Despite the Israeli government’s often strong defense of Israeli businesses in international markets, the only public comment so far has come from Foreign Minister Yair Lapid, who said, “NSO is a private company, it is not a governmental project and therefore even if it is designated, it has nothing to do with the policies of the Israeli government.” Israel’s Defense Ministry has begun its own investigation into NSO Group, according to The Hill. That’s particularly embarrassing, given that the news organization Haaretz of Israel reported in 2020 that the government forced NSO Group to sell its software to Saudi Arabia and United Arab Emirates’ governments and leaders as part of a diplomatic thaw between Israel and Gulf nations.

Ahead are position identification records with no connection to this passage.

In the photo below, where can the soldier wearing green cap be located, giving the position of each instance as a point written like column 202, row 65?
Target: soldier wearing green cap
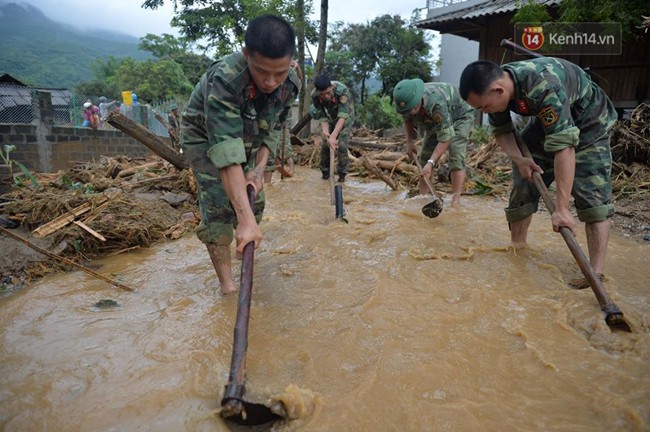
column 437, row 109
column 230, row 127
column 568, row 133
column 284, row 148
column 332, row 107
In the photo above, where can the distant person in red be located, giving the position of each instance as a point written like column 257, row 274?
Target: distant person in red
column 90, row 115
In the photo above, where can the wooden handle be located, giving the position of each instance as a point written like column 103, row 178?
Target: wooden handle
column 426, row 180
column 332, row 168
column 596, row 285
column 233, row 396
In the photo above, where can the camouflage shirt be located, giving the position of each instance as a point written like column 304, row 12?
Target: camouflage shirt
column 232, row 115
column 572, row 109
column 441, row 107
column 340, row 106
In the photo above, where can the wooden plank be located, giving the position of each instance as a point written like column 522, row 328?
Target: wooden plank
column 63, row 220
column 89, row 230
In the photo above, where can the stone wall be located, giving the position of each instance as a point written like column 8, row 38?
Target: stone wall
column 44, row 147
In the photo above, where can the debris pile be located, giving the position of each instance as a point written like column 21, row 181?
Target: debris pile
column 631, row 153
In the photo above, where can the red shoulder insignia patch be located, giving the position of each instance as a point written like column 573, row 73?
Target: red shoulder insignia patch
column 547, row 116
column 522, row 106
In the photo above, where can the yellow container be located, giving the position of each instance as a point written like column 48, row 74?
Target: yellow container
column 127, row 98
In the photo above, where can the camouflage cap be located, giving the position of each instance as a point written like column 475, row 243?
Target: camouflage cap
column 407, row 94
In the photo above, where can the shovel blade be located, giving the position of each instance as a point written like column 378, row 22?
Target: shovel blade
column 616, row 321
column 433, row 209
column 248, row 414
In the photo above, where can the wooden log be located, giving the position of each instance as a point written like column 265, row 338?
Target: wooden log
column 89, row 230
column 173, row 133
column 301, row 124
column 392, row 156
column 63, row 220
column 377, row 173
column 296, row 141
column 134, row 169
column 130, row 186
column 152, row 141
column 399, row 167
column 375, row 145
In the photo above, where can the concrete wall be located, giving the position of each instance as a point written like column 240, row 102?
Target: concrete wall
column 455, row 53
column 44, row 147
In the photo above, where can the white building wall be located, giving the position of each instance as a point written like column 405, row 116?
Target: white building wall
column 455, row 53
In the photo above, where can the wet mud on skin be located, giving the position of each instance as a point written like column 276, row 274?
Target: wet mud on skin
column 391, row 321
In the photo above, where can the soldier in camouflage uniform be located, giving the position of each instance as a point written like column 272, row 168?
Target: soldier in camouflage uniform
column 568, row 135
column 286, row 135
column 331, row 106
column 230, row 127
column 445, row 120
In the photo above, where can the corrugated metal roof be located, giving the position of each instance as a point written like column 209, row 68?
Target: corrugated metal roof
column 12, row 95
column 473, row 9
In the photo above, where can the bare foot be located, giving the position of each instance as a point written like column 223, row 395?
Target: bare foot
column 225, row 290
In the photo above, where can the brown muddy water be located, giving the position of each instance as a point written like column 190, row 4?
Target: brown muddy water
column 391, row 322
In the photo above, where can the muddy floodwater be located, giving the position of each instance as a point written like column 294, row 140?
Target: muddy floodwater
column 390, row 322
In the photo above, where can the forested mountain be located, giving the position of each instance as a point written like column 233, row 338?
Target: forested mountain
column 43, row 53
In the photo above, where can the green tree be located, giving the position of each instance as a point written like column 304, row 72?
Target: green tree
column 180, row 50
column 153, row 80
column 387, row 48
column 220, row 25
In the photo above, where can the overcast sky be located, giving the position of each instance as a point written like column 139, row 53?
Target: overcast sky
column 127, row 16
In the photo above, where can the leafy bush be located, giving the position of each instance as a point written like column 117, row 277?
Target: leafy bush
column 480, row 134
column 378, row 113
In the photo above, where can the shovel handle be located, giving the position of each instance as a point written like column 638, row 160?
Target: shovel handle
column 426, row 180
column 596, row 285
column 331, row 179
column 234, row 394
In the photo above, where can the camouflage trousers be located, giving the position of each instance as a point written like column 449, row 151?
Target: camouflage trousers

Adding to its troubles, NSO Group may default on $500 million worth of loans. The Times of Israel noted the amount and wrote that, on 22 November 2021, the debt-rating agency Moody’s dropped NSO Group’s rating to “poor quality and very high credit risk.” This news followed the reported resignation days earlier of one of its co-presidents, Isaac Benbenisti, following the Commerce Department blacklisting the company. Benbenisti was slated to become CEO.
Along with the Commerce Department’s action and the Facebook lawsuit, Apple bringing its substantial weight to a lawsuit and bolstering the significant research already in the field could produce the pressure necessary to break the back of the quasi-legitimate spyware industry.
Hamstringing spyware companies won’t suppress the lust of countries to buy and create exploits for surveillance and data extraction. Superpowers like the United States, China, and Russia possess Pegasus-like software and discover and purchase zero-days; that won’t change significantly. However, the new illegitimacy of such companies will make it substantially harder for them to produce a shrinkwrap-style product that less technically capable nations can purchase and deploy.